Green Garlic is a Gourmet Delicacy You Need to Plant This Spring

Green garlic (also called spring garlic or baby garlic) is simply a young, immature garlic bulb that hasn’t yet divided. It looks like an overgrown scallion or small leek, and in fact it tastes like a cross of the two, with a heady essence of garlic.

It’s a vegetable in its own right and if you happen to come across green garlic, consider yourself lucky—its season is short and it only appears through spring while supplies last, since it’s often a secondary crop.

But at home, you can grow green garlic as a staple crop, and it’s ready in half the time as regular garlic! (That’s right… no need to wait upwards of 9 to 10 months before you can harvest.)

Bundle of green garlic tops in a basket

Commercially-sold green garlic are actually thinnings from a farmer’s garlic field, planted in the fall and pulled in early spring to ensure a productive harvest for the rest of the crop.

A crop of green garlic with tall, full leaves

In a home garden, however, green garlic is a crop that can be planted in spring and harvested in summer.

A bed of green garlic planted in a spring garden

In my experience, I can plant garlic cloves in spring and pull the young plants at the same time my mature (fall-planted) garlic is ready for harvest in mid-summer.

Bundle of green garlic tops in a basket

This is one of the benefits of spring-planted garlic.
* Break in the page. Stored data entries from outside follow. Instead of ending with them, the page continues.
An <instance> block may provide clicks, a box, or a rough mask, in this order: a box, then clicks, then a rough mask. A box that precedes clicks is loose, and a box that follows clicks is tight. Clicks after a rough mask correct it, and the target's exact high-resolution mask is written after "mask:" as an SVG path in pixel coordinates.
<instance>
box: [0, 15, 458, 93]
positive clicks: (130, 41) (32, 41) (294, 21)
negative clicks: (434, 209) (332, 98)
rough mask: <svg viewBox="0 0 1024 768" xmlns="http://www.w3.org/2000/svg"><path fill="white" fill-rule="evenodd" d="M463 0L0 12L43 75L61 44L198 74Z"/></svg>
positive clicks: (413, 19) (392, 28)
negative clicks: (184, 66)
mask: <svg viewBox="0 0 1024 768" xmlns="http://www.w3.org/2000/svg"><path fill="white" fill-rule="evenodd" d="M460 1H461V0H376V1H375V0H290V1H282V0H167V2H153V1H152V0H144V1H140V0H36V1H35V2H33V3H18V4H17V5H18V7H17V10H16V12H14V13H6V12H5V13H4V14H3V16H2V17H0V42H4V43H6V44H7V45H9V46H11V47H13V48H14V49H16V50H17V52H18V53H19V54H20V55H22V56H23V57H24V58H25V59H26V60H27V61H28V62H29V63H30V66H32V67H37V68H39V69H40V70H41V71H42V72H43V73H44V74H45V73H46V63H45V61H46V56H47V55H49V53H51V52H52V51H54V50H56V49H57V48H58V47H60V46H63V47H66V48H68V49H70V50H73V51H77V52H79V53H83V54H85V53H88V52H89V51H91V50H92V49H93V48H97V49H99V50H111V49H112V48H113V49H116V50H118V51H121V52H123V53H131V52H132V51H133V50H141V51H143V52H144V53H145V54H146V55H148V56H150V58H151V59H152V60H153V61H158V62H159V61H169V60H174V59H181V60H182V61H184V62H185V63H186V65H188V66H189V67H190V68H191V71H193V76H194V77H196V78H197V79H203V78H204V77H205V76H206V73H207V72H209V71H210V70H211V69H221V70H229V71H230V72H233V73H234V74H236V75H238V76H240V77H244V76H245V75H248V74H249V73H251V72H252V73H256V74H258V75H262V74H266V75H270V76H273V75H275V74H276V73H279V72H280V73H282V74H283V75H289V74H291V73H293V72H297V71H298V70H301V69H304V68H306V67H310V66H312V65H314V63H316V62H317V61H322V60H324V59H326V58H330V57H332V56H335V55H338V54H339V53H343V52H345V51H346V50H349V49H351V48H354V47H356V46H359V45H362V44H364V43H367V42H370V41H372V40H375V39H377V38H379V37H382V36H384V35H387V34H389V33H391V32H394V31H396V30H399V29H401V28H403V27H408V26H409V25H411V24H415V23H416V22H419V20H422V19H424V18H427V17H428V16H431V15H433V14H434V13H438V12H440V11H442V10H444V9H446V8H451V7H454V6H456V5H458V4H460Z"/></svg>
Not only do you get a completely different crop that you can use a different way, but because you don’t have to wait all season long for the garlic to grow, spring garlic is a good way to fill up that odd patch of soil in the garden.

Basket of homegrown spring garlic, also called green garlic

As soon as the ground warms up or thaws in spring, you can stick a clove from your seed garlic here and there, wherever you find space: around your tomato transplants, next to the carrot bed, in the middle of your salad greens, and in spots where seeds never germinated.